TRIBUNAL JUDICIAIRE DE VERSAILLES
ORDONNANCE DE RÉFÉRÉ DU
28 MAI 2024
N° RG 24/00438 - N° Portalis DB22-W-B7I-R4SD
Code NAC : 54G
AFFAIRE : S.A.S. BOUYGUES IMMOBILIER C/ S.D.C. de la Résidence du Chemin Vert -[Adresse 7], Commune de [Localité 14], Communauté d’Agglomération Saint Germain Boucles de Seine, S.A.S. MARIE ODILE FOUCRAS ARCHITECTE, S.A.S. ICECS, S.A.S. QUALICONSULT, S.A.S. BETEX INGENIERIE IDF/NORD, S.A. ENEDIS, S.N.C. VEOLIA EAU D’ILE DE FRANCE, S.A.S. SUEZ EAU FRANCE, S.A. DALKIA, S.A. ORANGE, S.D.C. SYNDICAT DES COPROPRIETAIRES DU [Adresse 17], [I] [N], [D] [N], [R] [V], S.A. IN’LI
DEMANDERESSE
La société BOUYGUES IMMOBILIER,
Société par actions simplifiée unipersonnelle immatriculée au Registre du Commerce et des Sociétés de NANTERRE sous le numéro 562 091 546, dont le siège social est situé sis [Adresse 11], prise en la personne de son représentant légal domiciliée en cette qualité audit siège.
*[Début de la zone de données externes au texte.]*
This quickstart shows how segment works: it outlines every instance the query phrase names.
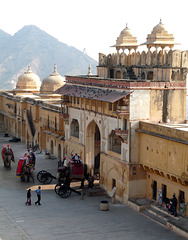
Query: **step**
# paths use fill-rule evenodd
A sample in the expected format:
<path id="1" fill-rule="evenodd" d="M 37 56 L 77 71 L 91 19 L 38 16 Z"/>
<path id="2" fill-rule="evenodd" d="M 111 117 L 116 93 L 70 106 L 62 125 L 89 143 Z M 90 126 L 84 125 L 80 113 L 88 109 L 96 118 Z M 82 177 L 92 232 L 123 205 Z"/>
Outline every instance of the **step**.
<path id="1" fill-rule="evenodd" d="M 164 215 L 166 215 L 168 217 L 168 219 L 174 219 L 174 220 L 179 220 L 179 217 L 175 217 L 173 215 L 171 215 L 170 212 L 168 212 L 167 208 L 164 208 L 164 207 L 158 207 L 158 206 L 155 206 L 155 205 L 151 205 L 151 208 L 163 213 Z"/>
<path id="2" fill-rule="evenodd" d="M 147 210 L 142 210 L 142 211 L 140 211 L 140 213 L 142 213 L 143 215 L 145 215 L 145 216 L 151 218 L 152 220 L 155 220 L 155 221 L 157 221 L 157 222 L 159 222 L 159 223 L 161 223 L 161 224 L 163 224 L 163 225 L 165 225 L 165 226 L 166 226 L 166 224 L 167 224 L 167 221 L 161 219 L 161 218 L 158 217 L 157 215 L 154 215 L 153 213 L 151 213 L 150 211 L 148 211 L 148 209 L 147 209 Z"/>

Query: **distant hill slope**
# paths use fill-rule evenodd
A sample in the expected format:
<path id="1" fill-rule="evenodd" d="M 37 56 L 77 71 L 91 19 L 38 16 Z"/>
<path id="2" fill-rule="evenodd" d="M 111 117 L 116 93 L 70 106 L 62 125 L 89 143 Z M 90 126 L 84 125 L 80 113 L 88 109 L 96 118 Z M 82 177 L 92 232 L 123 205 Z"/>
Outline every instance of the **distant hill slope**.
<path id="1" fill-rule="evenodd" d="M 0 89 L 14 88 L 28 65 L 42 81 L 53 72 L 54 64 L 62 76 L 87 74 L 89 64 L 96 74 L 97 61 L 36 26 L 25 26 L 14 36 L 0 30 Z"/>

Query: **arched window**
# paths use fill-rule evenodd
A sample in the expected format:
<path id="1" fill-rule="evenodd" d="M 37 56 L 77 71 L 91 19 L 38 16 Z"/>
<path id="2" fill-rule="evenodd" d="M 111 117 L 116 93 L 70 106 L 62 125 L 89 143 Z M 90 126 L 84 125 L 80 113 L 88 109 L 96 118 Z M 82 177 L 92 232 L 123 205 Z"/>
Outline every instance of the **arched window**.
<path id="1" fill-rule="evenodd" d="M 71 123 L 71 136 L 79 138 L 79 123 L 76 119 L 73 119 Z"/>
<path id="2" fill-rule="evenodd" d="M 114 131 L 108 136 L 108 140 L 109 150 L 121 154 L 121 140 Z"/>
<path id="3" fill-rule="evenodd" d="M 55 117 L 55 131 L 57 131 L 57 119 Z"/>
<path id="4" fill-rule="evenodd" d="M 146 75 L 145 75 L 145 72 L 142 72 L 142 74 L 141 74 L 141 79 L 145 79 L 146 78 Z"/>
<path id="5" fill-rule="evenodd" d="M 148 72 L 147 79 L 148 80 L 153 80 L 153 72 L 152 71 Z"/>

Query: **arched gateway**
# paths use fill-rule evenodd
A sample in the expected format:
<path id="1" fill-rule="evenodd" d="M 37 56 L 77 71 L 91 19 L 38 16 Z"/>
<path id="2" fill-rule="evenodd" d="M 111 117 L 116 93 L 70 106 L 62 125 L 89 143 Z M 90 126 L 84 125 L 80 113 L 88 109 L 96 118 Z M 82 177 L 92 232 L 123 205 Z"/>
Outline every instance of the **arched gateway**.
<path id="1" fill-rule="evenodd" d="M 93 120 L 86 132 L 86 162 L 92 169 L 92 174 L 100 174 L 101 134 L 98 125 Z"/>

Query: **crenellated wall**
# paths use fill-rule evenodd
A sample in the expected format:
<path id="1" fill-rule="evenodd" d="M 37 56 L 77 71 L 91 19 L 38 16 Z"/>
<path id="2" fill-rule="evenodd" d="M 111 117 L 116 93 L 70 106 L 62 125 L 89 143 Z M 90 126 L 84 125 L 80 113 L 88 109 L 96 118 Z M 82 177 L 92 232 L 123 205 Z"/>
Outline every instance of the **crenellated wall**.
<path id="1" fill-rule="evenodd" d="M 171 68 L 188 68 L 188 51 L 170 50 L 159 52 L 113 53 L 105 55 L 99 53 L 99 66 L 163 66 Z"/>

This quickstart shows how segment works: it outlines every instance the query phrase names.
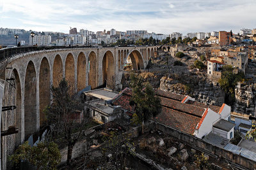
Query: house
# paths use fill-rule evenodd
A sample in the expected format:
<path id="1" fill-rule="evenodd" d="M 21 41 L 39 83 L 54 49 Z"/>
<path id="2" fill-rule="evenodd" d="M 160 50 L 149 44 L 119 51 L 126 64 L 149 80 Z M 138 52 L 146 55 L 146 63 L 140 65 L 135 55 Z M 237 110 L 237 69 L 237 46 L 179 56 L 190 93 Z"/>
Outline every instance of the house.
<path id="1" fill-rule="evenodd" d="M 230 106 L 207 105 L 186 96 L 159 89 L 155 90 L 161 99 L 162 111 L 152 120 L 156 124 L 175 129 L 183 132 L 203 138 L 212 131 L 213 125 L 220 120 L 230 120 Z M 135 113 L 129 104 L 132 91 L 124 89 L 113 101 L 114 106 L 120 106 L 130 117 Z"/>

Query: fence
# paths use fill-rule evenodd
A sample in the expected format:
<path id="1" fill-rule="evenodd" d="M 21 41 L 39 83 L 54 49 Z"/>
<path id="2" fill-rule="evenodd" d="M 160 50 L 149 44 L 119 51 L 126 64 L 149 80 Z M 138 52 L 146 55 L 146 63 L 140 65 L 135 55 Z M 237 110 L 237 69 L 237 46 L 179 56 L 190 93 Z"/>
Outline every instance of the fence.
<path id="1" fill-rule="evenodd" d="M 172 127 L 165 126 L 163 124 L 156 124 L 156 128 L 166 134 L 170 135 L 184 143 L 186 143 L 191 146 L 196 146 L 205 151 L 209 152 L 212 154 L 221 156 L 234 164 L 239 164 L 250 169 L 256 169 L 256 162 L 255 161 L 241 155 L 237 155 L 230 151 L 220 148 L 208 143 L 201 139 L 186 134 Z"/>

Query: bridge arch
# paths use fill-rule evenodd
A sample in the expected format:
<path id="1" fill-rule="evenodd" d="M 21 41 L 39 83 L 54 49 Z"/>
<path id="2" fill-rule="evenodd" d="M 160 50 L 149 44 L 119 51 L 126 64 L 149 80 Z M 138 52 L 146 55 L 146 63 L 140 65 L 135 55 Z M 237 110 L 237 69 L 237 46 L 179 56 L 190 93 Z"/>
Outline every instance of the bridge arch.
<path id="1" fill-rule="evenodd" d="M 107 51 L 102 59 L 102 80 L 103 85 L 113 89 L 115 84 L 114 56 L 111 52 Z"/>
<path id="2" fill-rule="evenodd" d="M 86 80 L 86 58 L 83 52 L 80 52 L 77 58 L 77 91 L 85 88 Z"/>
<path id="3" fill-rule="evenodd" d="M 74 56 L 69 53 L 65 62 L 65 77 L 72 91 L 75 90 L 75 60 Z"/>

représentée par Me Matthieu RAOUL, avocat au barreau de PARIS, vestiaire : P158, Me Stéphanie ARENA, avocat au barreau de VERSAILLES, vestiaire : 637
DEFENDEURS
LE SYNDICAT DES COPROPRIÉTAIRES DE LA RÉSIDENCE DU CHEMIN VERT SITUÉ [Adresse 7],
propriétaire de la parcelle cadastrée [Cadastre 21], représenté par son syndic en exercice la société FONCIA MANSART, société par actions simplifiée immatriculée au Registre du Commerce et des Sociétés de VERSAILLES sous le numéro 490 205 184, dont le siège social est situé [Adresse 2], prise en la personne de son représentant légal domicilié en cette qualité audit siège.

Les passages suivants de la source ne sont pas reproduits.